L'Unione europea si prepara a compiere un passo decisivo verso l'introduzione dell'euro digitale. Secondo indiscrezioni provenienti dall'Eurosistema, i negoziati tra le istituzioni comunitarie inizieranno già dalla prossima settimana con l'obiettivo ambizioso di approvare il regolamento entro il 2024. La scadenza servirebbe a permettere l'annuncio ufficiale nel 2027, anno che rappresenta un traguardo simbolico: il quarto di secolo dalla creazione della moneta unica europea.

L'interesse del settore bancario verso questo progetto è risultato sorprendentemente elevato. La Bce ha infatti registrato richieste di partecipazione da oltre cinquanta banche operanti nel territorio dell'Unione, per una fase sperimentale programmata nel 2027 in vista dell'operatività effettiva nel 2029. Tra i candidati figurano anche sette istituti italiani, segno dell'importanza che il nostro sistema bancario attribuisce a questa transizione tecnologica. La banca centrale europea procederà a una selezione stringente, autorizzando circa quaranta tra le candidature ricevute.

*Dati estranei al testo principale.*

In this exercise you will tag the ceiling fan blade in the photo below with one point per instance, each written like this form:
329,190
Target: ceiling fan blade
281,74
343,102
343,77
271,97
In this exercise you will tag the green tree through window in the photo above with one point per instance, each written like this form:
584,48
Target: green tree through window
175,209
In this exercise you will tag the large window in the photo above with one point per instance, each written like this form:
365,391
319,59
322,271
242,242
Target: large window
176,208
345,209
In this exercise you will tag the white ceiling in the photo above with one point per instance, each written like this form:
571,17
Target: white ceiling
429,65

A spingere per l'accelerazione dei tempi è il presidente dell'Eurogruppo Pascal Donohoe, che ha ribadito l'importanza di chiudere i dossier normativi entro la fine dell'anno in corso. Questo cronoprogramma servirebbe a garantire una preparazione adeguata del sistema finanziario europeo prima dell'avvio della fase pilota.

L'euro digitale rappresenta un'evoluzione significativa dell'architettura monetaria contemporanea, permettendo ai cittadini e alle imprese europee di accedere a una forma completamente dematerializzata della valuta. I test previsti consentiranno di verificare l'infrastruttura tecnologica, gli aspetti di sicurezza informatica e l'integrazione con i sistemi di pagamento esistenti.

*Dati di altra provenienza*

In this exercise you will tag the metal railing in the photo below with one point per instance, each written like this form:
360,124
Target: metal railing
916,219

L'approvazione del Parlamento europeo rappresenta un sostanziale via libera ai lavori preparatori. Nei prossimi mesi, il sistema bancario europeo sarà impegnato a sviluppare le competenze e le infrastrutture necessarie per gestire questo nuovo strumento di politica monetaria, con l'Italia che si prepara a giocare un ruolo di primo piano grazie alla partecipazione delle sue banche al progetto pilota.